You probably noticed some common threads in the examples listed above. When you check your emails or interact with people online, keep an eye out for the following warning signs when someone asks you to transfer money:
The call or message comes out of the blue, from someone you’ve never met or worked with in any capacity.
The communications claim to be professional but the details aren’t right; this could include spelling and grammar errors, broken links, requiring you to download an unspecified attachment, or an unbranded or incorrect email address (for example, legitimate messages from Amazon would come from an @amazon.com email address, while fraudulent ones might be from email@example.com).
The situation is presented as incredibly urgent, and pushes you to transfer money as soon as possible.
The situation seems too good to be true, and wouldn’t make sense if you took a few minutes to think about it.
As a final note, we want to leave you with some general best practices to keep yourself and your information safe when transferring money online.
Never transfer money to someone you don’t know. The person contacting you will claim to be legitimate, but if you don’t know them, think twice before sending money to them, and verify their identity before you transfer anything. If someone claims that you need to transfer to their personal bank account for a charitable donation or a hotel stay, confirm with the organization in question before making a transfer. But if a stranger contacts you asking for a money transfer, your best bet is to just ignore them.
Go through official channels.

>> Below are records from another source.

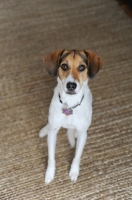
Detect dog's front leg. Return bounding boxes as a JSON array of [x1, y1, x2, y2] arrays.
[[45, 127, 59, 183], [69, 132, 87, 181]]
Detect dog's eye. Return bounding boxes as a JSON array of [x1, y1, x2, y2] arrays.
[[78, 65, 86, 72], [61, 64, 68, 71]]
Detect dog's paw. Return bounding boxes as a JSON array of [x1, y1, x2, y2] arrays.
[[45, 167, 55, 184], [69, 164, 79, 182], [39, 125, 49, 138]]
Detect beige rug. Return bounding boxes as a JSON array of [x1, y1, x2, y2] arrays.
[[0, 0, 132, 200]]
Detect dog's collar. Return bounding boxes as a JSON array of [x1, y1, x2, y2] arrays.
[[59, 93, 84, 116]]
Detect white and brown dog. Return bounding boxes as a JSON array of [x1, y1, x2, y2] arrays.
[[39, 50, 102, 183]]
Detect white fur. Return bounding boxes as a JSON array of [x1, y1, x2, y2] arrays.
[[39, 76, 92, 183]]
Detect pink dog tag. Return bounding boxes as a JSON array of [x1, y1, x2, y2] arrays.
[[62, 108, 73, 116]]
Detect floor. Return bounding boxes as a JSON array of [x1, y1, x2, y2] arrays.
[[0, 0, 132, 200]]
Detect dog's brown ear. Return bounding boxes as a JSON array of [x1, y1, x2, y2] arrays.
[[85, 50, 103, 78], [43, 50, 64, 78]]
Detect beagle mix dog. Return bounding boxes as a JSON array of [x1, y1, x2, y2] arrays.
[[39, 50, 102, 183]]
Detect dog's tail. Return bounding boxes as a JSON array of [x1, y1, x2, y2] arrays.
[[67, 129, 77, 147], [39, 124, 49, 138]]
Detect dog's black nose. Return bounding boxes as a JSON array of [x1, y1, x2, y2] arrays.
[[66, 82, 77, 91]]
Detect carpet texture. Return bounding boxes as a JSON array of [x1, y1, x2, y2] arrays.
[[0, 0, 132, 200]]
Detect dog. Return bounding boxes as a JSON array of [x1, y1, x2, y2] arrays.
[[39, 50, 102, 184]]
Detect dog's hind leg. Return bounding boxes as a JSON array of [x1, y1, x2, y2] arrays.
[[39, 124, 49, 138], [67, 129, 75, 147]]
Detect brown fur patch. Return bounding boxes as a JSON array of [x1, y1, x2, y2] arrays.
[[58, 51, 88, 83]]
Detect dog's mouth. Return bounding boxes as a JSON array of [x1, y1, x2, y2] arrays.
[[66, 91, 76, 95]]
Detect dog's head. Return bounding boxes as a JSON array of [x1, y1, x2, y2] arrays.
[[43, 50, 102, 95]]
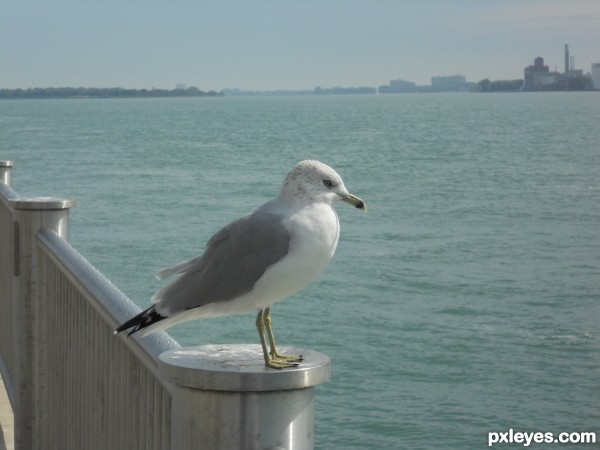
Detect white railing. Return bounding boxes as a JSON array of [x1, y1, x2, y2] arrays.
[[0, 161, 329, 450]]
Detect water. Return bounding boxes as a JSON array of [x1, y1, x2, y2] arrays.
[[0, 93, 600, 449]]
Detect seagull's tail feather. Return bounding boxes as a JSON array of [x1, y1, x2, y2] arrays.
[[115, 305, 166, 337]]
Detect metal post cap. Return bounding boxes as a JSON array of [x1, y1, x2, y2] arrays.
[[159, 344, 331, 392], [11, 197, 75, 210]]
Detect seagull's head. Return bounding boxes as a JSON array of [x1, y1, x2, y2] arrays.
[[279, 160, 367, 212]]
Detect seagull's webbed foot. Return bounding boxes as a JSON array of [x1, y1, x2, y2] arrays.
[[256, 307, 302, 369]]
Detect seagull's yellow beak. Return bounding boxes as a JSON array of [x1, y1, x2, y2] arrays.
[[341, 194, 367, 212]]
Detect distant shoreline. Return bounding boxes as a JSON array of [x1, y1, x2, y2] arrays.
[[0, 85, 600, 100], [0, 87, 224, 100]]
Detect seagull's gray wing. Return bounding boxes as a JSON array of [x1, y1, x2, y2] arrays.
[[152, 210, 291, 316]]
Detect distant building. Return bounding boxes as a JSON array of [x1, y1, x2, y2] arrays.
[[431, 75, 468, 92], [592, 63, 600, 91], [379, 80, 417, 94], [523, 56, 557, 91]]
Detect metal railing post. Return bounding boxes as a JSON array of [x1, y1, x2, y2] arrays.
[[11, 197, 75, 449], [0, 161, 13, 187], [159, 345, 330, 450]]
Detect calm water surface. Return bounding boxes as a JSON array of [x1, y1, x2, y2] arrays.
[[0, 93, 600, 449]]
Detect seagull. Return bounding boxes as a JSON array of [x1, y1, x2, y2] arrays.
[[115, 160, 367, 369]]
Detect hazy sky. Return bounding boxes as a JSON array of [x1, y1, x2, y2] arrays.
[[0, 0, 600, 90]]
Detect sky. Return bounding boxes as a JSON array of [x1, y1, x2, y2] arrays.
[[0, 0, 600, 91]]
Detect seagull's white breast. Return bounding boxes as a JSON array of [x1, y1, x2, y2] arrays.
[[252, 203, 340, 308]]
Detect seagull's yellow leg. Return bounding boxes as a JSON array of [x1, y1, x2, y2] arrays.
[[256, 310, 298, 369], [263, 306, 302, 366]]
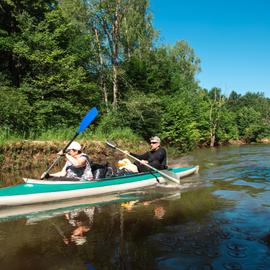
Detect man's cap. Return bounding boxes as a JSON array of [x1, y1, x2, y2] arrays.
[[67, 141, 82, 151], [150, 136, 160, 143]]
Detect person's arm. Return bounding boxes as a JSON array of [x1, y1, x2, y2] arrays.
[[49, 164, 67, 177], [65, 154, 86, 168], [40, 164, 67, 180], [130, 152, 149, 161]]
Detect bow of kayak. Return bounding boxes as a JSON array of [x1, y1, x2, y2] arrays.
[[0, 166, 199, 206]]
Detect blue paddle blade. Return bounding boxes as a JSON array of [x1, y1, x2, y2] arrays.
[[77, 107, 98, 134]]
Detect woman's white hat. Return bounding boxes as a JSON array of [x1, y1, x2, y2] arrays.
[[67, 141, 82, 151]]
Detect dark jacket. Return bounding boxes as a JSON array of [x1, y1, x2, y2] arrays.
[[130, 147, 167, 170]]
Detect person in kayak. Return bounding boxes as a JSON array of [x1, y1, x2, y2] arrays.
[[40, 141, 93, 180], [126, 136, 167, 172]]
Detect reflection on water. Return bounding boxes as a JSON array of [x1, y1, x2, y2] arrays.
[[0, 145, 270, 270]]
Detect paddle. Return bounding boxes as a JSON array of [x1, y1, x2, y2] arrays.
[[106, 141, 180, 185], [42, 107, 98, 179]]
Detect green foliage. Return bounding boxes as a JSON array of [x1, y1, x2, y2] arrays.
[[0, 0, 270, 152], [0, 86, 32, 134], [123, 91, 163, 140], [161, 95, 200, 152]]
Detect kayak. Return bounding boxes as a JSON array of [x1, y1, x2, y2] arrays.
[[0, 166, 199, 207]]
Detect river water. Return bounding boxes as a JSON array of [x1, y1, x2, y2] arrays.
[[0, 145, 270, 270]]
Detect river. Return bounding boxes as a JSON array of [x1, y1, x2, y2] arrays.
[[0, 145, 270, 270]]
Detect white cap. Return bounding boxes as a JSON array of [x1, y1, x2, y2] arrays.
[[67, 141, 82, 151]]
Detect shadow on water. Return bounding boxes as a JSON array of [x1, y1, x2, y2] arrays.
[[0, 145, 270, 270]]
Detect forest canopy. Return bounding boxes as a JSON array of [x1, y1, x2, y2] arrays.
[[0, 0, 270, 151]]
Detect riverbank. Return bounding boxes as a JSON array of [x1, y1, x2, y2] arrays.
[[0, 138, 270, 171], [0, 140, 149, 171]]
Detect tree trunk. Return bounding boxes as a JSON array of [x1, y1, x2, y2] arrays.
[[94, 28, 109, 112]]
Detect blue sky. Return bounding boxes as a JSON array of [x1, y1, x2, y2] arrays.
[[150, 0, 270, 97]]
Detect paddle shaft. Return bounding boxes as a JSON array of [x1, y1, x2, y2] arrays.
[[45, 132, 79, 175], [107, 143, 180, 185]]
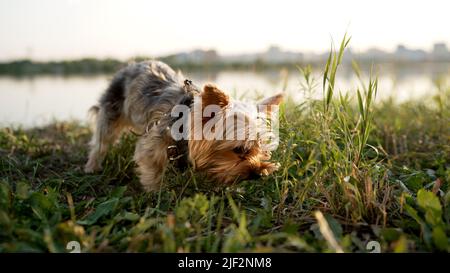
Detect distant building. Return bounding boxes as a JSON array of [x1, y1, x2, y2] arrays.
[[394, 45, 428, 61], [172, 49, 219, 64], [259, 46, 303, 64], [431, 43, 450, 60]]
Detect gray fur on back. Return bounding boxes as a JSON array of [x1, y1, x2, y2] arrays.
[[100, 61, 196, 130]]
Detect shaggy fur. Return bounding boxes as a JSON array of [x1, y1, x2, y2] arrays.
[[85, 61, 282, 191]]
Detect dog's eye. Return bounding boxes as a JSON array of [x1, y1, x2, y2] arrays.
[[233, 147, 247, 155]]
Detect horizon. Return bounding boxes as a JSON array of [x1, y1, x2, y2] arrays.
[[0, 0, 450, 61]]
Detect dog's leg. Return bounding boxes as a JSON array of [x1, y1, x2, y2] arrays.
[[84, 108, 124, 173], [134, 126, 168, 192]]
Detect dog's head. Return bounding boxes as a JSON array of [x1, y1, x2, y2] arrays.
[[188, 84, 283, 184]]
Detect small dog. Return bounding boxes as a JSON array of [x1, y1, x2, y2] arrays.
[[85, 61, 283, 191]]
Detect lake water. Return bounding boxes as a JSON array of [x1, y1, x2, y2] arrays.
[[0, 64, 450, 127]]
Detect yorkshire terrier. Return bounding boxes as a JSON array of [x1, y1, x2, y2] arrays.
[[85, 61, 283, 191]]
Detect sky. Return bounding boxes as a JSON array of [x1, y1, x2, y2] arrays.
[[0, 0, 450, 61]]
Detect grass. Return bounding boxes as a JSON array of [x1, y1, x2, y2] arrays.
[[0, 38, 450, 252]]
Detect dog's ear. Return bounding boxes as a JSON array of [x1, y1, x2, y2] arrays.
[[201, 84, 230, 108], [257, 93, 283, 105]]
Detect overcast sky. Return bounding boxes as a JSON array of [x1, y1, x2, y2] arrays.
[[0, 0, 450, 60]]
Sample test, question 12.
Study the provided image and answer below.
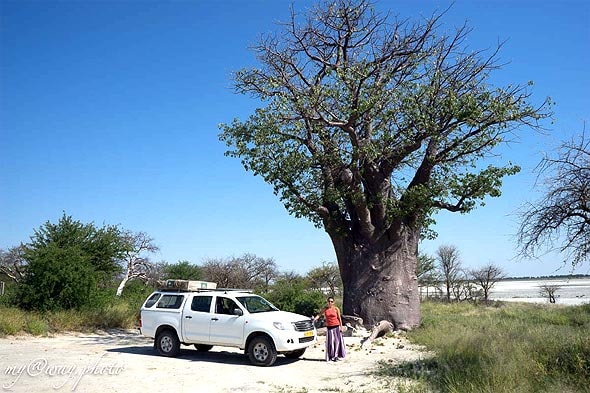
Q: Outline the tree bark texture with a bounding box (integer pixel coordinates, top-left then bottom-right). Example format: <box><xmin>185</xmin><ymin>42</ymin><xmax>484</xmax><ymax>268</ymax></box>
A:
<box><xmin>333</xmin><ymin>222</ymin><xmax>421</xmax><ymax>330</ymax></box>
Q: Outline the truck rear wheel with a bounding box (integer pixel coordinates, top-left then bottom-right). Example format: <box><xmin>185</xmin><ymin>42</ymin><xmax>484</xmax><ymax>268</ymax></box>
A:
<box><xmin>248</xmin><ymin>336</ymin><xmax>277</xmax><ymax>366</ymax></box>
<box><xmin>156</xmin><ymin>330</ymin><xmax>180</xmax><ymax>357</ymax></box>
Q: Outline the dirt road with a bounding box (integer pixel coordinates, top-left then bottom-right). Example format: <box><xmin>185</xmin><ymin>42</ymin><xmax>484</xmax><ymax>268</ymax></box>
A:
<box><xmin>0</xmin><ymin>331</ymin><xmax>425</xmax><ymax>393</ymax></box>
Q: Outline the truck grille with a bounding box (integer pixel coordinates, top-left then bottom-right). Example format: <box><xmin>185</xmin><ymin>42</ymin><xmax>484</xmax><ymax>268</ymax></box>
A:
<box><xmin>294</xmin><ymin>319</ymin><xmax>313</xmax><ymax>332</ymax></box>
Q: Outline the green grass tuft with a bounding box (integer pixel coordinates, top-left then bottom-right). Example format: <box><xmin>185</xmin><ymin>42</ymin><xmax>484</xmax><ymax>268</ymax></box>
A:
<box><xmin>379</xmin><ymin>302</ymin><xmax>590</xmax><ymax>393</ymax></box>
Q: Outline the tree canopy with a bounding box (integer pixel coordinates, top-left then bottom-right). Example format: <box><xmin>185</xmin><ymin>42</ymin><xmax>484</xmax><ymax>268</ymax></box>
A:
<box><xmin>220</xmin><ymin>0</ymin><xmax>549</xmax><ymax>329</ymax></box>
<box><xmin>221</xmin><ymin>1</ymin><xmax>547</xmax><ymax>238</ymax></box>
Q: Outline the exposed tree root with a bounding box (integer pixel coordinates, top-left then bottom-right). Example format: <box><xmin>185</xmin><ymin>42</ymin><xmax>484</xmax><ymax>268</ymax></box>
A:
<box><xmin>361</xmin><ymin>320</ymin><xmax>395</xmax><ymax>348</ymax></box>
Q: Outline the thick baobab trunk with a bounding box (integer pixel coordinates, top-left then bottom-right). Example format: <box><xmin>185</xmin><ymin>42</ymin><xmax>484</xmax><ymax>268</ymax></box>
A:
<box><xmin>337</xmin><ymin>225</ymin><xmax>420</xmax><ymax>330</ymax></box>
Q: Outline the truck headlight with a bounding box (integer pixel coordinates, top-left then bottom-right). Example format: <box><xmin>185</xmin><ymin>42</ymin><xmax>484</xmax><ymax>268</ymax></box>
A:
<box><xmin>272</xmin><ymin>322</ymin><xmax>293</xmax><ymax>330</ymax></box>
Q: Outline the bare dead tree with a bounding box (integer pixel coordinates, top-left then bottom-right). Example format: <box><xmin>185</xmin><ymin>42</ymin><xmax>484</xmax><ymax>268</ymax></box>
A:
<box><xmin>470</xmin><ymin>263</ymin><xmax>506</xmax><ymax>302</ymax></box>
<box><xmin>117</xmin><ymin>232</ymin><xmax>159</xmax><ymax>296</ymax></box>
<box><xmin>518</xmin><ymin>132</ymin><xmax>590</xmax><ymax>267</ymax></box>
<box><xmin>539</xmin><ymin>284</ymin><xmax>561</xmax><ymax>304</ymax></box>
<box><xmin>0</xmin><ymin>245</ymin><xmax>27</xmax><ymax>282</ymax></box>
<box><xmin>436</xmin><ymin>245</ymin><xmax>461</xmax><ymax>302</ymax></box>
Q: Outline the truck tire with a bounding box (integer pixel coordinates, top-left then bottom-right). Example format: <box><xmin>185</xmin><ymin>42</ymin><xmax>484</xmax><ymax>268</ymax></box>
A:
<box><xmin>284</xmin><ymin>348</ymin><xmax>306</xmax><ymax>359</ymax></box>
<box><xmin>195</xmin><ymin>344</ymin><xmax>213</xmax><ymax>352</ymax></box>
<box><xmin>248</xmin><ymin>336</ymin><xmax>277</xmax><ymax>366</ymax></box>
<box><xmin>156</xmin><ymin>330</ymin><xmax>180</xmax><ymax>357</ymax></box>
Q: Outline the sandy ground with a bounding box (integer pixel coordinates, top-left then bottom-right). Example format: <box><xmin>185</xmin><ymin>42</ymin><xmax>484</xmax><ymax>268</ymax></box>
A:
<box><xmin>0</xmin><ymin>331</ymin><xmax>427</xmax><ymax>393</ymax></box>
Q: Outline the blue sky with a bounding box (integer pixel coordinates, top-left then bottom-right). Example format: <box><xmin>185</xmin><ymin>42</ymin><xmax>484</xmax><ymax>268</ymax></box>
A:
<box><xmin>0</xmin><ymin>0</ymin><xmax>590</xmax><ymax>276</ymax></box>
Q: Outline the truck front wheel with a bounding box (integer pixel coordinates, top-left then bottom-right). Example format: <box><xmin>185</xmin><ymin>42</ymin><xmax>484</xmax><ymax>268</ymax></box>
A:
<box><xmin>285</xmin><ymin>348</ymin><xmax>306</xmax><ymax>359</ymax></box>
<box><xmin>156</xmin><ymin>330</ymin><xmax>180</xmax><ymax>357</ymax></box>
<box><xmin>248</xmin><ymin>336</ymin><xmax>277</xmax><ymax>366</ymax></box>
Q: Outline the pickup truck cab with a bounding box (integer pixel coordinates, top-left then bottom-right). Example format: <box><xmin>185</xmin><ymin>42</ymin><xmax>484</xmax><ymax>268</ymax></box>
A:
<box><xmin>140</xmin><ymin>282</ymin><xmax>317</xmax><ymax>366</ymax></box>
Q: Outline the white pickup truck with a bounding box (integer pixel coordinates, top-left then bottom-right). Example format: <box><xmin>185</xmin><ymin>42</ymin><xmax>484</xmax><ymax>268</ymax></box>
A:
<box><xmin>140</xmin><ymin>280</ymin><xmax>317</xmax><ymax>366</ymax></box>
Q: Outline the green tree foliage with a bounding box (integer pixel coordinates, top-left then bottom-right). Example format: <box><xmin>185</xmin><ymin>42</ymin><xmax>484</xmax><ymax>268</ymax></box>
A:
<box><xmin>16</xmin><ymin>213</ymin><xmax>125</xmax><ymax>310</ymax></box>
<box><xmin>264</xmin><ymin>275</ymin><xmax>325</xmax><ymax>316</ymax></box>
<box><xmin>307</xmin><ymin>262</ymin><xmax>342</xmax><ymax>297</ymax></box>
<box><xmin>220</xmin><ymin>0</ymin><xmax>549</xmax><ymax>328</ymax></box>
<box><xmin>18</xmin><ymin>243</ymin><xmax>97</xmax><ymax>311</ymax></box>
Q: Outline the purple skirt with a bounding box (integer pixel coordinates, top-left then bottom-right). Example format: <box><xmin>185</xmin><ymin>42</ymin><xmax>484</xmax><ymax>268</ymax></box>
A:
<box><xmin>326</xmin><ymin>326</ymin><xmax>346</xmax><ymax>361</ymax></box>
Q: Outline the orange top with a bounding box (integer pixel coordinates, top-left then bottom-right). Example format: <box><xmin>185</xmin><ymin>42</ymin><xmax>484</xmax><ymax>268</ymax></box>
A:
<box><xmin>324</xmin><ymin>307</ymin><xmax>340</xmax><ymax>327</ymax></box>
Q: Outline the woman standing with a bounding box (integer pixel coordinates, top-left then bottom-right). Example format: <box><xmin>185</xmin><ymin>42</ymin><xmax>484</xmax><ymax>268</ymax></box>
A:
<box><xmin>313</xmin><ymin>297</ymin><xmax>346</xmax><ymax>362</ymax></box>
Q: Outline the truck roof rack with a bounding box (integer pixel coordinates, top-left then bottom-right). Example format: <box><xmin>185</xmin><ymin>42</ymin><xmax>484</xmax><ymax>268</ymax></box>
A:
<box><xmin>158</xmin><ymin>279</ymin><xmax>252</xmax><ymax>293</ymax></box>
<box><xmin>158</xmin><ymin>287</ymin><xmax>254</xmax><ymax>293</ymax></box>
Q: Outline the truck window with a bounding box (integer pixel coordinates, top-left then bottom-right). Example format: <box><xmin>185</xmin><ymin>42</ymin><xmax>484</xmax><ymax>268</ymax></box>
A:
<box><xmin>156</xmin><ymin>295</ymin><xmax>184</xmax><ymax>309</ymax></box>
<box><xmin>215</xmin><ymin>296</ymin><xmax>239</xmax><ymax>315</ymax></box>
<box><xmin>191</xmin><ymin>296</ymin><xmax>213</xmax><ymax>312</ymax></box>
<box><xmin>145</xmin><ymin>293</ymin><xmax>160</xmax><ymax>308</ymax></box>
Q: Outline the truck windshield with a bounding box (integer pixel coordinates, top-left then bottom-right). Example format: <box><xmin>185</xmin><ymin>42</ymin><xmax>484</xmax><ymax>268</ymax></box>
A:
<box><xmin>236</xmin><ymin>296</ymin><xmax>279</xmax><ymax>314</ymax></box>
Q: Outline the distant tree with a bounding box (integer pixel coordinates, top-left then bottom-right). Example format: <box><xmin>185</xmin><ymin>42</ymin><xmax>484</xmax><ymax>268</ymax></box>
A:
<box><xmin>16</xmin><ymin>213</ymin><xmax>125</xmax><ymax>310</ymax></box>
<box><xmin>470</xmin><ymin>263</ymin><xmax>506</xmax><ymax>302</ymax></box>
<box><xmin>116</xmin><ymin>231</ymin><xmax>159</xmax><ymax>296</ymax></box>
<box><xmin>451</xmin><ymin>268</ymin><xmax>477</xmax><ymax>302</ymax></box>
<box><xmin>201</xmin><ymin>254</ymin><xmax>278</xmax><ymax>289</ymax></box>
<box><xmin>220</xmin><ymin>0</ymin><xmax>548</xmax><ymax>329</ymax></box>
<box><xmin>162</xmin><ymin>261</ymin><xmax>203</xmax><ymax>280</ymax></box>
<box><xmin>416</xmin><ymin>253</ymin><xmax>440</xmax><ymax>295</ymax></box>
<box><xmin>306</xmin><ymin>262</ymin><xmax>342</xmax><ymax>296</ymax></box>
<box><xmin>518</xmin><ymin>132</ymin><xmax>590</xmax><ymax>267</ymax></box>
<box><xmin>436</xmin><ymin>245</ymin><xmax>462</xmax><ymax>302</ymax></box>
<box><xmin>264</xmin><ymin>275</ymin><xmax>325</xmax><ymax>316</ymax></box>
<box><xmin>539</xmin><ymin>284</ymin><xmax>561</xmax><ymax>304</ymax></box>
<box><xmin>0</xmin><ymin>245</ymin><xmax>27</xmax><ymax>283</ymax></box>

Most charities will allow you to securely make donations on their websites, or will have a set system in place for making donations. Or, if you’re trying to settle a dispute with someone, get in touch with the support staff of the platform you’re using and ask them to help solve the situation.
Double-check everything. Verify the identities of everyone involved before you make a money transfer, and confirm that the situation you’ve been presented with is in fact reality.
Wait. Money transfer scams push you to transfer immediately. Step back to assess the situation and think about whether it makes sense.
**Trust your gut. **If something seems off, it probably is. Slow down, make a few online searches, and get the facts before letting someone push you into making a decision you’re not comfortable with.